The miRNAs contained in the exosomes released by granulosa cells after EMFF intervention were different from those in the control group, which may be the key factors of affecting oocyte quality. Exosomes are extracellular vesicles of endosomal origin with a size of 40–150 nm, and they play an important role in intercellular communication by delivering miRNAs, mRNAs, and proteins to recipient cells [37]. The miRNAs carried by exosomes are non-coding single-stranded RNA molecules with ~22 nucleotides in length encoded by endogenous genes, and they are involved in post-transcriptional gene expression regulation in animals and plants [23]. Exosomal miRNAs in granulosa cells under iron overload environment can regulate the gene expression of several signaling pathways. Dysregulation of calcium signaling pathways can induce ROS production, which is sufficient to cause oxidative stress in aging oocytes or trigger FAS ligand-mediated oocyte apoptosis [38]. After the MAPK signaling pathway is blocked, progesterone-induced MAPK activation is prevented, thereby inhibiting oocyte maturation [39]. Cell cycle signaling pathways and oocyte meiosis signaling pathways play an important role in oocyte maturation [40, 41]. Fourteen potential key miRNAs from exosomes can influence mouse oocyte maturation, including elevated maturation of miR-23a-3p/miR-23b-3p expression leads to perinatal oocyte loss [42], and upregulation of miR-221-3p expression involved in cell proliferation indicates decreased ovarian reserve [43]. These previous findings are consistent with the current findings. However, the downside is that these specific miRNAs have not been further analyzed to discover the downstream pathways they activate in oocytes.

Iron chelators and VITE can ameliorate infertility in mice with EMs combined with iron overload by affecting exosomes of granulosa cell secretion, illustrating the potential therapeutic role of iron chelators and VITE for infertile patients with EMs.
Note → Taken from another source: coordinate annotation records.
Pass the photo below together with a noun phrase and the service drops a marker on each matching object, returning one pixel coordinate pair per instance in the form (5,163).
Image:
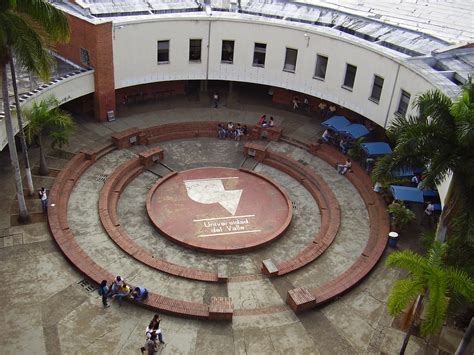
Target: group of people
(231,130)
(153,332)
(262,122)
(330,137)
(119,290)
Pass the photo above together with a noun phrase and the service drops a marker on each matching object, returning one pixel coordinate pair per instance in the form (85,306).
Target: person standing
(215,99)
(44,199)
(104,292)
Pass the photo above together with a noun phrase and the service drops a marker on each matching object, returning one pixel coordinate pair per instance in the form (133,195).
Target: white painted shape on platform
(208,191)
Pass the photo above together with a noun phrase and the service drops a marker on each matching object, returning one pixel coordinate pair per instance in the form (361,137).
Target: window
(376,89)
(321,65)
(195,50)
(163,52)
(85,56)
(290,60)
(259,54)
(349,79)
(403,104)
(227,52)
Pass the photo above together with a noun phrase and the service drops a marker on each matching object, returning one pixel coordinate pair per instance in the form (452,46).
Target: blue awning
(403,173)
(336,123)
(404,193)
(430,193)
(376,148)
(354,130)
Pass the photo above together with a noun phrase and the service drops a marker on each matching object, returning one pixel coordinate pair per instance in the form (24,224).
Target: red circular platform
(219,210)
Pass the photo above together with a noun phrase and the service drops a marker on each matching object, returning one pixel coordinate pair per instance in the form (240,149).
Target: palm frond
(27,45)
(408,260)
(435,106)
(53,20)
(436,303)
(460,283)
(437,253)
(402,294)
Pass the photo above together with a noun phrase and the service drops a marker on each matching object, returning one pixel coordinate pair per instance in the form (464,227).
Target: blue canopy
(336,123)
(354,130)
(404,193)
(403,173)
(376,148)
(430,193)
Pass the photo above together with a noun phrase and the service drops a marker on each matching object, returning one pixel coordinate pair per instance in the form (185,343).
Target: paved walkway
(49,309)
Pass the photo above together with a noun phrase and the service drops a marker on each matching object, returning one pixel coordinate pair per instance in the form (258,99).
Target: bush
(401,215)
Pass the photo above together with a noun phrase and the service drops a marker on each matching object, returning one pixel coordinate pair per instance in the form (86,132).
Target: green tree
(440,140)
(26,28)
(45,117)
(431,282)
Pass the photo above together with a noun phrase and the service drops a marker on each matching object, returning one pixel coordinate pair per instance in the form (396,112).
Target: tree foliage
(46,117)
(428,276)
(441,141)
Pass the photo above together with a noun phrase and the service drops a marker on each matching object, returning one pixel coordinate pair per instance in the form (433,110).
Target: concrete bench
(222,274)
(126,138)
(256,151)
(150,156)
(269,268)
(221,308)
(270,133)
(300,299)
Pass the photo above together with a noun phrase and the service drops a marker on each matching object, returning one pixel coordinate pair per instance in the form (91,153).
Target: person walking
(104,292)
(44,199)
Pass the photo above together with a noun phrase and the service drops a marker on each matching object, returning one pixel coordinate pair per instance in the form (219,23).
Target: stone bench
(150,156)
(256,151)
(221,308)
(269,268)
(270,133)
(300,299)
(108,202)
(57,221)
(126,138)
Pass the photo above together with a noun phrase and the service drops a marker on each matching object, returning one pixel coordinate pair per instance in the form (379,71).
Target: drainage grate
(101,178)
(86,285)
(8,240)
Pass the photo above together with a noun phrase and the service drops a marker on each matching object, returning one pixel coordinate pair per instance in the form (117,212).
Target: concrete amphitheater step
(189,157)
(305,225)
(353,234)
(84,223)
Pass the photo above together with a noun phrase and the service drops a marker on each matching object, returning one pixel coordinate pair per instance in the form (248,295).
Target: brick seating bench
(108,201)
(270,133)
(125,139)
(58,224)
(150,156)
(378,234)
(327,203)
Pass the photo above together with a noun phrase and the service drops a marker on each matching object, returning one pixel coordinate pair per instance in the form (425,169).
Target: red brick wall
(97,39)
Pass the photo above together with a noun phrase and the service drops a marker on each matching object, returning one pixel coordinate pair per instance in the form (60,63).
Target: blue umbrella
(336,123)
(404,193)
(376,148)
(354,131)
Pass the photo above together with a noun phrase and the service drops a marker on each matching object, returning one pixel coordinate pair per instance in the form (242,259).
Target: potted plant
(400,215)
(355,151)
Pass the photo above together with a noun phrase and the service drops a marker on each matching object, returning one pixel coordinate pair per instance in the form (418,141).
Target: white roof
(451,21)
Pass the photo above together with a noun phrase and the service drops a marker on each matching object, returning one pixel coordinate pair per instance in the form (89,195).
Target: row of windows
(227,56)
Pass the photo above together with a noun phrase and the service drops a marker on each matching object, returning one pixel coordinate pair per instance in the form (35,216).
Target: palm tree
(26,27)
(441,140)
(429,282)
(24,147)
(46,117)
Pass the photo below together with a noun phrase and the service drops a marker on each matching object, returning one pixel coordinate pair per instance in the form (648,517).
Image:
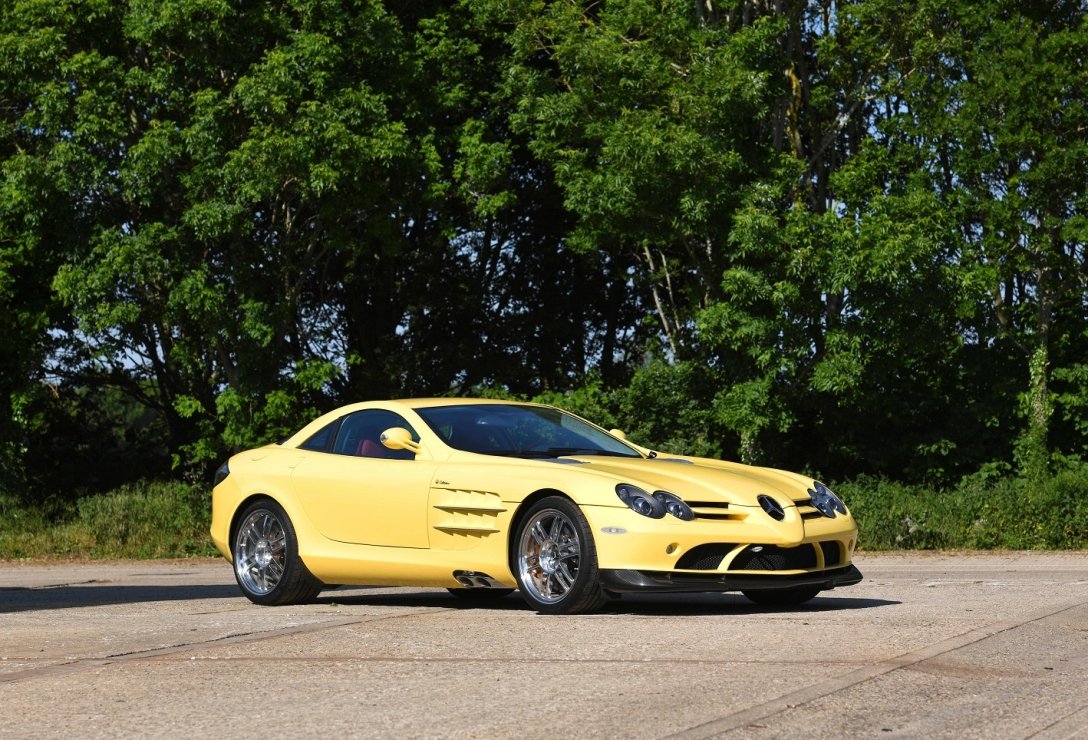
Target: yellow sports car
(486,496)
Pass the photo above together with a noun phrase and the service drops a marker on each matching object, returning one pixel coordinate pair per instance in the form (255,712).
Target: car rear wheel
(556,560)
(781,596)
(266,558)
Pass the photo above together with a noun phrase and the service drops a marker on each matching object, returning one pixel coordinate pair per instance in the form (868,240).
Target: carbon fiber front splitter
(630,581)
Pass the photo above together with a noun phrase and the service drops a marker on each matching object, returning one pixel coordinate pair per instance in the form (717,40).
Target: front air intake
(771,557)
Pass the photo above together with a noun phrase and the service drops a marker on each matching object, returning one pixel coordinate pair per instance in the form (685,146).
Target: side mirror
(398,438)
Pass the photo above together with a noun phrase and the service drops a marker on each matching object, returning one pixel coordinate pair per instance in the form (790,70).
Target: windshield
(520,431)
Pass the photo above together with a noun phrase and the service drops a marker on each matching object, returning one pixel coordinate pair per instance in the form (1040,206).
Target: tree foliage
(843,236)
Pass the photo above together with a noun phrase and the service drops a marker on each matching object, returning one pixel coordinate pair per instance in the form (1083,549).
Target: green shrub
(149,519)
(979,514)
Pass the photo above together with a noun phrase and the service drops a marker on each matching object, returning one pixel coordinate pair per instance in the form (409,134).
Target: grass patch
(170,519)
(1003,514)
(140,520)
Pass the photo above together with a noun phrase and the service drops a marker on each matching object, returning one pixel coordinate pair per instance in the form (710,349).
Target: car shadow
(90,594)
(655,605)
(17,599)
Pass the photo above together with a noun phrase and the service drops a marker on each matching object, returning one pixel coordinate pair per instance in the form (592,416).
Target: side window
(360,434)
(321,440)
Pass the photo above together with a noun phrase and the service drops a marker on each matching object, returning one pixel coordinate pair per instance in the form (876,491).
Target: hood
(701,479)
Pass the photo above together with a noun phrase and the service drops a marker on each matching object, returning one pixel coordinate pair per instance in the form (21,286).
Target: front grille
(705,557)
(773,557)
(832,553)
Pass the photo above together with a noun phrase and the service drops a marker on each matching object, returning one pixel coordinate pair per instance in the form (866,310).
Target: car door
(360,492)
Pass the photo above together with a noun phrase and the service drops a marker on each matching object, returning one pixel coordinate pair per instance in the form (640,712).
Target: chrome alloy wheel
(260,552)
(548,555)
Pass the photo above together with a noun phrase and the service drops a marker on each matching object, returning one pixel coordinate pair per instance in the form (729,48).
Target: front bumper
(630,581)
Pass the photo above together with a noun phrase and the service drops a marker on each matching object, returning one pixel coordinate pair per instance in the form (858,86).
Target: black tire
(480,594)
(782,596)
(555,559)
(266,557)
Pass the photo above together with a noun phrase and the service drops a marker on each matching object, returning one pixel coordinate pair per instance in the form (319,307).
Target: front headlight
(675,505)
(825,501)
(640,502)
(654,506)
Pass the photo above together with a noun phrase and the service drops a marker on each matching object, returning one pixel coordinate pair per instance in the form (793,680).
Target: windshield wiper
(563,452)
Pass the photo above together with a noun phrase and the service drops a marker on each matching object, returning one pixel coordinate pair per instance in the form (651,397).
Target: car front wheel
(266,558)
(556,560)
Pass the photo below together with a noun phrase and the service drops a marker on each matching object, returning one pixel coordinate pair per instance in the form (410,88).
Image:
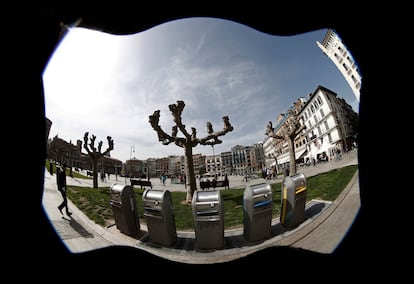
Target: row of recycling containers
(208,214)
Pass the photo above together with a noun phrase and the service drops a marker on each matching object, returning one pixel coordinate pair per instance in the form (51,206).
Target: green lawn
(95,202)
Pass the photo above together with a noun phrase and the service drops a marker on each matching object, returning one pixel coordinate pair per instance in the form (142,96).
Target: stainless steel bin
(293,200)
(208,219)
(123,203)
(159,216)
(257,212)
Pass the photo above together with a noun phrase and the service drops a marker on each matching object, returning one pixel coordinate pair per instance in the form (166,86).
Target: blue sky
(108,84)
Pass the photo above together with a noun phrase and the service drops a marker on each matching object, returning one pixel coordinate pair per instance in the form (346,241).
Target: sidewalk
(323,229)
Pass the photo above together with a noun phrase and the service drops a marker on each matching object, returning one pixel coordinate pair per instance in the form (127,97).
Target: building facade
(333,47)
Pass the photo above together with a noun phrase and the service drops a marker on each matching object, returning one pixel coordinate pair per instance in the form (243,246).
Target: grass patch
(95,202)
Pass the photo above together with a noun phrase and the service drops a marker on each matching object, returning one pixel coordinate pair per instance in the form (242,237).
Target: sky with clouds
(108,84)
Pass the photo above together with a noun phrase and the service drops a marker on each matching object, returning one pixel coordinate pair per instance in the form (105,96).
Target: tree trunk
(189,173)
(95,172)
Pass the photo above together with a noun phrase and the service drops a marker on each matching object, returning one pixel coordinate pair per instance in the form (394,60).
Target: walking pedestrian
(61,185)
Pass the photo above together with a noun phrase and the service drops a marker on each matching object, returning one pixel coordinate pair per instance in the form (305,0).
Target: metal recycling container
(159,216)
(123,203)
(257,212)
(293,197)
(209,219)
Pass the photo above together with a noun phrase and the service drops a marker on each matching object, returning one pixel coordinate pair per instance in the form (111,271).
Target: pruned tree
(95,153)
(287,132)
(189,141)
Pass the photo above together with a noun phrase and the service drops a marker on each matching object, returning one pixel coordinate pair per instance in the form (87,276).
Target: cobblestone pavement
(324,226)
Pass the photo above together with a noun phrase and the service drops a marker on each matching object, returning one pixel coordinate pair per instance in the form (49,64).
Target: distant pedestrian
(61,185)
(226,182)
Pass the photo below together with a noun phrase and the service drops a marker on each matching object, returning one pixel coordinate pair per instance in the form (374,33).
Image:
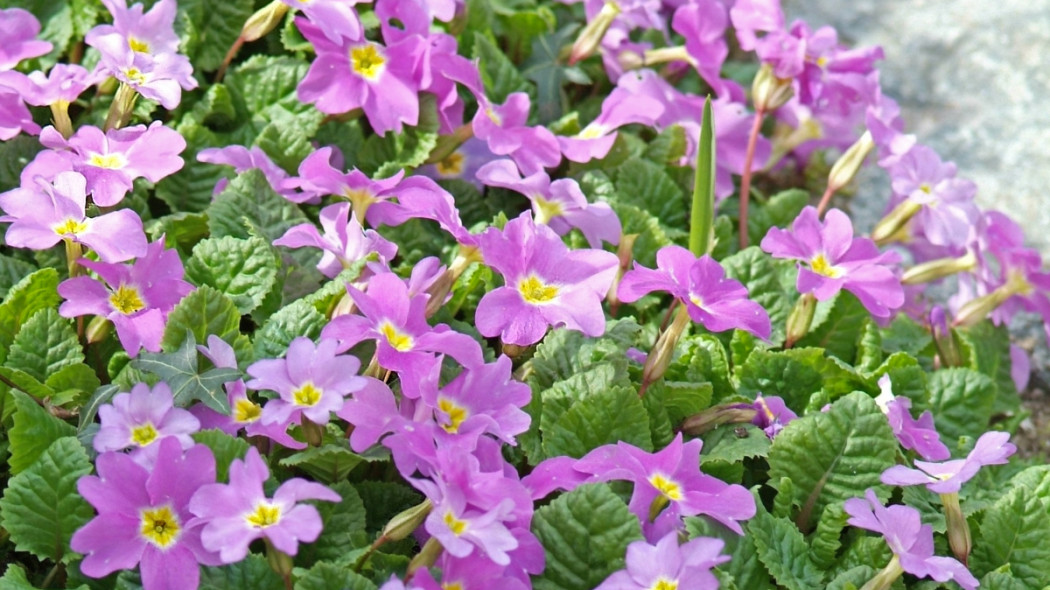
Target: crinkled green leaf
(244,270)
(204,312)
(1014,531)
(34,430)
(41,507)
(179,370)
(225,447)
(832,456)
(962,401)
(584,534)
(35,292)
(46,343)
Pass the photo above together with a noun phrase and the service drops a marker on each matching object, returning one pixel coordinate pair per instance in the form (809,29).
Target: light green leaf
(832,455)
(244,270)
(584,534)
(34,430)
(41,507)
(46,343)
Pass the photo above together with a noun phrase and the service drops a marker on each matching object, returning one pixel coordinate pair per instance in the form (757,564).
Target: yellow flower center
(454,524)
(399,340)
(144,435)
(126,299)
(307,395)
(247,411)
(456,414)
(668,487)
(160,526)
(366,61)
(452,165)
(264,515)
(108,161)
(820,265)
(70,227)
(534,291)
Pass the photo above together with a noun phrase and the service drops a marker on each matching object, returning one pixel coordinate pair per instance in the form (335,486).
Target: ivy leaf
(585,534)
(1014,531)
(244,270)
(34,430)
(179,370)
(46,343)
(41,507)
(832,455)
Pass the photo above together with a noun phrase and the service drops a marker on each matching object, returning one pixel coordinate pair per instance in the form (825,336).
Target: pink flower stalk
(505,130)
(19,29)
(144,519)
(910,541)
(948,477)
(396,319)
(243,160)
(336,19)
(835,259)
(716,302)
(137,298)
(44,214)
(545,283)
(669,565)
(559,204)
(139,419)
(915,435)
(111,161)
(236,513)
(312,381)
(359,74)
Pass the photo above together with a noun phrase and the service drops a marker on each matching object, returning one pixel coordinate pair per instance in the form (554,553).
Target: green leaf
(46,343)
(329,463)
(961,400)
(783,551)
(35,292)
(769,281)
(34,430)
(244,270)
(326,575)
(832,455)
(225,447)
(1014,531)
(41,507)
(179,370)
(252,573)
(584,534)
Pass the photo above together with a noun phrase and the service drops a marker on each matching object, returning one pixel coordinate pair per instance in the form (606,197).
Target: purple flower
(112,161)
(716,302)
(312,381)
(19,29)
(669,565)
(141,418)
(559,204)
(144,518)
(236,513)
(991,448)
(43,215)
(915,435)
(137,298)
(835,259)
(545,283)
(359,74)
(910,541)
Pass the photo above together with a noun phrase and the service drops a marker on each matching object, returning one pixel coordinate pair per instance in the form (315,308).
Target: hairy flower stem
(749,159)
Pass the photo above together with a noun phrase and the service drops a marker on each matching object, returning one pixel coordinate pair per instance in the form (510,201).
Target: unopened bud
(265,20)
(770,92)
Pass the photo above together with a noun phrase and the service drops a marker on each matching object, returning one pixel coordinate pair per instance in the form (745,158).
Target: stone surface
(973,84)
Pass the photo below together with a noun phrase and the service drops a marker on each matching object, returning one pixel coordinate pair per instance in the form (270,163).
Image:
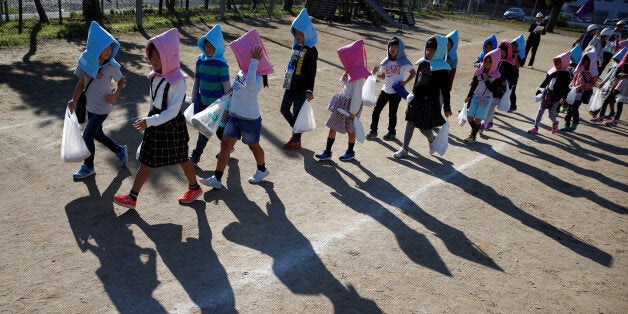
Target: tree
(91,11)
(43,18)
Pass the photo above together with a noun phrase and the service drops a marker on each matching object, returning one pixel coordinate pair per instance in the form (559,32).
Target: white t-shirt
(394,73)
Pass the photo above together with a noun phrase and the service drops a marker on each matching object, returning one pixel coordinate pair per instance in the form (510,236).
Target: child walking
(395,68)
(584,79)
(245,119)
(300,73)
(555,88)
(353,58)
(484,83)
(211,81)
(96,68)
(431,82)
(165,140)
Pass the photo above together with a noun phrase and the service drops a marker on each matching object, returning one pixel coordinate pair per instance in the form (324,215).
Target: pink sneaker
(190,196)
(124,200)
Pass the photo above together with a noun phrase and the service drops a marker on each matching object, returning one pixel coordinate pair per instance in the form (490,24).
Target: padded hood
(214,36)
(592,64)
(521,42)
(168,46)
(564,58)
(303,23)
(353,58)
(453,52)
(495,56)
(401,59)
(97,40)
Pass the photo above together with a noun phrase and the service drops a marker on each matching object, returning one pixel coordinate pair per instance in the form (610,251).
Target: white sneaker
(258,176)
(400,153)
(212,182)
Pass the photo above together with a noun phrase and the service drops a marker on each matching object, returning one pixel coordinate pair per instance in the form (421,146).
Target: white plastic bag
(596,102)
(504,102)
(73,147)
(207,121)
(369,94)
(305,119)
(462,116)
(571,96)
(188,114)
(441,141)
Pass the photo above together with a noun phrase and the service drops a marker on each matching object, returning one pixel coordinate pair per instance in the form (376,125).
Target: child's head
(298,36)
(154,58)
(209,48)
(393,48)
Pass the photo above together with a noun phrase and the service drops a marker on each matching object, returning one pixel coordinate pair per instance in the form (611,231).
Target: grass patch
(74,28)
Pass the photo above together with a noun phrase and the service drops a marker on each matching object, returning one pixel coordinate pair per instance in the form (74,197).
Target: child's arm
(78,89)
(112,98)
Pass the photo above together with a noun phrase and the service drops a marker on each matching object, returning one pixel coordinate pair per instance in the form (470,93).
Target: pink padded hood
(495,56)
(241,48)
(168,46)
(353,58)
(564,58)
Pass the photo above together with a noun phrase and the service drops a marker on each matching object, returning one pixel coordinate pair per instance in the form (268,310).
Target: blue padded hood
(214,36)
(97,40)
(438,60)
(303,23)
(453,52)
(401,59)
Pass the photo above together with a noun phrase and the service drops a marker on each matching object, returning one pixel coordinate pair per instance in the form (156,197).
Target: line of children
(395,68)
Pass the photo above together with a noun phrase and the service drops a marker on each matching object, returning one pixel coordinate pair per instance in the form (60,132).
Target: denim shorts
(247,130)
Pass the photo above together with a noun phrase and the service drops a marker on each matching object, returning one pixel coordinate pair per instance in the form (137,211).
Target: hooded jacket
(211,78)
(304,56)
(493,41)
(97,40)
(452,54)
(353,58)
(562,78)
(168,46)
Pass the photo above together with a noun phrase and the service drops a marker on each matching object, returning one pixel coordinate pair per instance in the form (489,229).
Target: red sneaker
(124,200)
(190,196)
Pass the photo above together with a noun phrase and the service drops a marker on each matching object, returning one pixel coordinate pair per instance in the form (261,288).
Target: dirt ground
(512,223)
Although both deferoxamine mesylate and the VITE inhibit ferroptosis, the molecular mechanisms by which they exert their effects differ among different studies. α-Tocopherol, a specific endogenous metabolite of VITE, can both specifically disrupt the propagation of the peroxidation chain and inhibit lipoxygenase expression [44]. Furthermore, ferroptosis induced by knockdown of GPX4 can be rescued by exogenous supplementation with VITE [45]. The iron chelator deferoxamine mesylate inhibits ferroptosis by reducing iron overload in cells [46]. We further verified that VITE and deferoxamine mesylate could improve GPX4 expression and decrease iron overload to improve the fertility of mice in EMs iron overload model mice (Fig. 6). Furthermore, deferoxamine mesylate increased TP53 expression in ovarian tissues of EMs iron overloaded mice, whereas VITE decreased TP53 expression. P53 has a dual role in the control of ferroptosis. TP53 can enhance ferroptosis by repressing the expression of solute carrier family 7 member 11 or by enhancing the expression of spermidine/spermine N1 acetyltransferase 1 and glutaminase 2 [12]. Meanwhile, p53 suppresses ferroptosis by directly inhibiting dipeptidyl peptidase 4 activity or inducing cyclin-dependent kinase inhibitor 1A/p21 expression [12]. The elevated TP53 expression is induced by deferoxamine mesylate, perhaps because the iron chelator mimics the hypoxic environment to activate the hypoxia regulatory capacity of p53 [47]. In conclusion, our work in this part validates the hazardous effects of an iron overload environment on oocyte development in animals and demonstrates the ameliorative effects of VITE in patients with EMs-related infertility. These findings will be of great reference for the clinical treatment of EMs-related infertility and also has implications for the treatment of other gynecological diseases under iron overload.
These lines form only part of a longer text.